The application of metagenomics to study the microbiome of mammals is still a relatively new approach, but these techniques have long been used to understand microbial diversity in the oceans. In fact, Dr. Sullivan used these techniques to determine the impact of viruses found in the ocean on global biogeochemistry.

In the new study, the researchers performed spinal cord injuries on the 4th thoracic spine (T4) or 10th thoracic spine (T10) in mice, then compared their results to mice with sham injuries (i.e. (i.e. spine surgeries without spinal cord injury). They collected fecal samples at baseline and three weeks after the injury (or surgery), then performed metagenomic analyzes. Researchers found that after spinal cord injury, the relative abundance of several beneficial bacteria decreased, while potentially pathogenic bacteria increased. They also found that functionally, microbial genes encoding proteins for the biosynthesis of tryptophan, vitamin B6, and folate, pathways essential for central nervous system function, were reduced after spinal cord injury. Viruses from beneficial bacterial hosts decreased, while viruses from pathogenic bacterial hosts increased after spinal cord injury.

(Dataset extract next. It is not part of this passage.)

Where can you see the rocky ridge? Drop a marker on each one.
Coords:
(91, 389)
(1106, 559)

“Spinal cord injury occurs at different levels of the spinal cord, and the level at which injury occurs will have distinct effects on the gut and the microbiome,” said Dr. Popovich. Indeed, the researchers found that although the microbiomes and viromes were altered in all mice with spinal cord injury, some of these changes were noticeably improved in mice with spinal cord injuries higher up. level.

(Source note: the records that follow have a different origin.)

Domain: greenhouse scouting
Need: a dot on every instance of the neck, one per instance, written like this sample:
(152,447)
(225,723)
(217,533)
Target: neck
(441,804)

Although this is a pilot study and not yet in humans, the results provide the first steps for the development of therapies and treatments. For example, Lactobacillus johnsonii, which decreased in mice after spinal cord injury, was a primary source of lactocepin which is an anti-inflammatory bacterial protease essential for proper immune function. Thus, replacing Lactobacillus johnsonii with bespoke probiotics could help boost immune responses and reverse infectious complications that plague people with spinal cord injuries.


The American Society for Microbiology is one of the largest professional societies dedicated to the life sciences and is made up of 30,000 scientists and health practitioners. ASM’s mission is to promote and advance microbial science.

ASM advances microbial sciences through conferences, publications, certifications, educational opportunities, and advocacy efforts. It improves the capacity of laboratories around the world through training and resources. It provides a network for scientists in academia, industry and clinical settings. In addition, ASM fosters a deeper understanding of microbial science among a variety of audiences.